Convex optimization has become a widely used approach of modeling and solving problems in many different fields. However, as applications get larger and more intricate, classical methods of convex analysis begin to fail due to a lack of scalability. The challenge of large-scale optimization lies in developing methods general enough to work well independent of the input and capable of scaling to the immense datasets that today's applications require. We are building SnapVX a general solver for large scale convex problems defined on networks, which can be applied to a variety of examples in machine learning, graph analysis, and more!

Combining Online Social Networks with Offline Physical Activity

The growing popularity of smartphones and wearable sensors provides us with an unprecedented view of physical activity and health outcomes across millions of individuals. The data collected from such devices (e.g., exercise, food intake, hydration, stress, sleep, heart rate, weight) provides a unique opportunity to understand how to encourage healthy physical activity and weight management to stem the inactivity epidemic that more and more countries are facing.

We are social creatures and enjoy sharing our lives with our peers who also influence our behavior through encouragement, support, competition, or peer pressure. Online social networks capture human interactions on a grand scale and could enable us to better understand the behavioral and social factors that influence individuals' decisions to engage in regular physical activity. We are combining activity tracking data with online social interaction data to improve our understanding of how to make users and communities more successful and healthy.

Using Machine Learning to Analyze and Complement Human Decision Making

Understanding human decision making is a very challenging and exciting endeavor. Several diverse domains such as health care, judiciary, insurance etc. provide invaluable insights into human decision making capabilities. The high level goals of this project involve identifying interesting patterns in collective as well as individual decision making behavior, analyzing how these patterns evolve with time and, building frameworks which help us evaluate the goodness of decisions. We also aim to build interpretable machine learning models which allow us to understand as well as predict the future decisions of experts such as doctors, judges, insurance underwriters.

More specifically, for the Autumn quarter of 2015, we will be looking at data from a large insurance company which insures small to mid-scale businesses.
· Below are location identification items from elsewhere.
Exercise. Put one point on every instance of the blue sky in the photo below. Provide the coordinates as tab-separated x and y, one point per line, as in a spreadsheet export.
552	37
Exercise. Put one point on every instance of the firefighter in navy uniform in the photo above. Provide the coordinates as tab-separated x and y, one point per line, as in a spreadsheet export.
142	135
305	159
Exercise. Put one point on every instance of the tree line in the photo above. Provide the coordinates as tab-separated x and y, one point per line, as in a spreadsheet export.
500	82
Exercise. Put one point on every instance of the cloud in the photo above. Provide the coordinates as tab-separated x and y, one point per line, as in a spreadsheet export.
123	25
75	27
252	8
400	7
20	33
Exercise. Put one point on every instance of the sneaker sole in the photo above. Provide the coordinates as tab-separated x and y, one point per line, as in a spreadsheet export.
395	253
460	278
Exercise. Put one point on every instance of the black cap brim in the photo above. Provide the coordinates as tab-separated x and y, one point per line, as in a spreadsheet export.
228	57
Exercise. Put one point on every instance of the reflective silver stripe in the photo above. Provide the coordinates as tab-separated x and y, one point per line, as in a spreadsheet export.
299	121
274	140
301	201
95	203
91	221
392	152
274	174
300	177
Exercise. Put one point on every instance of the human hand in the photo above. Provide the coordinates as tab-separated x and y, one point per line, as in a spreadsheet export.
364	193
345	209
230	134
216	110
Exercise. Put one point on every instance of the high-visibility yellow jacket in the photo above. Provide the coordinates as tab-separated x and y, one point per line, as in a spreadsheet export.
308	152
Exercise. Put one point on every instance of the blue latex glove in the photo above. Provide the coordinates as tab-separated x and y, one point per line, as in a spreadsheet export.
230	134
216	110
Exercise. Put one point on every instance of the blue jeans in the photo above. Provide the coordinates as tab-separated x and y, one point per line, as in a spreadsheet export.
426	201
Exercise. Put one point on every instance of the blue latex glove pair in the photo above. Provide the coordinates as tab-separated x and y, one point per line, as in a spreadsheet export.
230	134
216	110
The dataset consists of reports written to analyze the risk associated with a business, the decisions of whether a particular business was insured and the outcomes and aftermath of an insurance policy after its approval.

We will be analyzing this dataset and answering several interesting questions such as: how do the risk analysis teams of an insurance company make decisions and what features do they consider, can machine learning algorithms do a better job than humans in predicting the risks associated with insuring a business, how do we evaluate the decision making ability of the risk analysis teams, and how accurately can machine learning algorithms predict the future decisions of risk analysis teams.

SNAP: Stanford Network Analysis Platform

Stanford Network Analysis Platform (SNAP) is a general purpose, high performance network analysis and graph mining library that easily scales to massive networks with hundreds of millions of nodes, and billions of edges. It efficiently manipulates large graphs, calculates structural properties, generates regular and random graphs, and supports attributes on nodes and edges. SNAP is being constantly expanded with new graph and network algorithms for big-memory multi-core machines with 1TB RAM and 80 CPU cores.

Ringo: In-memory Graph Exploration Engine

What data analysis engine would you build if your computer has unlimited RAM and CPU? Large-scale data analysis is transforming science and industry. However, tools and solutions for data analysts are bulky and cumbersome to use. The goal of the Ringo research project is to build an interactive system for analysis of large datasets with billions of items. The system will implement strong primitives to handle relational tables as well as networks -- huge graphs with node and edge attributes. Ringo will be based on the SNAP platform. We will run Ringo on machines with 1TB RAM and 80 CPU cores.

Demographic Inference in Social Media

The social side of the web sees huge amounts of data posted to it daily. However, the authors behind this content are often partly shrouded in mystery: who are they? how old are they? what kind of job do they have? what part of the world are they from? -- even what languages do they speak? Characterizing online populations can provide critical insight into social phenomena like rumor spreading and influence or real-world events like flu outbreaks. While we can identify some user's attributes when they explicitly provide the information, we are left to try to infer many of these latent attributes for the vast majority of users. We aim to create new methods that combine social network analysis and text processing to infer many kinds of demographic attributes for social media users.